The particular program, System Risk Indication (SyRI), uses government data to predict whether welfare recipients are “likely” to commit welfare fraud. In use for years, the Dutch government has asserted that it poses no undue threat to citizen privacy.
However, after numerous privacy advocacy groups – including the United Nations – expressed concerns over the what amounts to an automated criminal investigation of welfare recipients in specific low-income neighborhoods, the Court declined to see things the state’s way.
Per a press release from the Hague District Court (translated via Google Translate):
The court concludes that the SyRI legislation in its current form does not pass the test of Article 8, paragraph 2 of the ECHR. The court compared the objectives of the SyRI legislation, namely to prevent and combat fraud in the interest of economic well-being, with the violation of the private life that the legislation makes.
According to the court, the legislation does not meet the ‘fair balance’ that the ECHR requires in order to be able to speak about a sufficiently justified violation of private life. Regarding the deployment of SyRI, the legislation is insufficiently clear and verifiable. The legislation is unlawful because it violates higher law and is therefore non-binding.
What’s important here is that the court didn’t use GDPR regulations to come to its conclusions. Instead it derived its conclusions from the European Convention on Human Rights, which calls for any technology used to potentially profile people to strike a fair balance between privacy and necessity.
The Dutch government submits that it’s crucial to the state’s well-being that citizens maintain trust in the social security system and thus has defended its use of profiling software the same way governments in the US, UK, and countless other nations have: with the “human in the loop” loophole.
By claiming there’s a “human in the loop,” the government avoids being accused of using completely autonomous systems to investigate and prosecute people. As Tech Crunch’s Natasha Lomas reports:
GDPR’s Article 22 includes the right for individuals not to be subject to solely automated individual decision-making where they can produce significant legal effects. But there can be some fuzziness around whether this applies if there’s a human somewhere in the loop, such as to review a decision on objection.

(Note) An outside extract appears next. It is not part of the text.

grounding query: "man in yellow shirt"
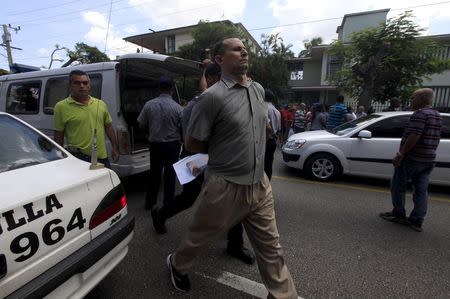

By dismissing this notion and declaring such an invasion of privacy a human rights violation, the Hague District Court has set a precedent by which this loophole can finally be circumvented.
The Dutch government refused to reveal to the court how SyRI worked, where it got its data, or how it determined risk citing concerns that criminals would learn how to exploit the system were it to divulge such information.
Privacy advocates say this amounts to the government viewing every citizen as ‘not innocent’ and preemptively conducting criminal investigations without disclosing probable cause or evidence for such an investigation. Of even greater concern was the fact that the Dutch government only used SyRI in a handful of low-income neighborhoods, many of which are considered havens for poor immigrants.
Human Rights Watch declared the ruling a global victory in a statement released today:
By stopping SyRI, the Court has set an important precedent for protecting the rights of the poor in the age of automation. Governments that have relied on data analytics to police access to social security – such as those in the US, the U.K., and Australia – should heed the Court’s warning about the human rights risks involved in treating social security beneficiaries as perpetual suspects.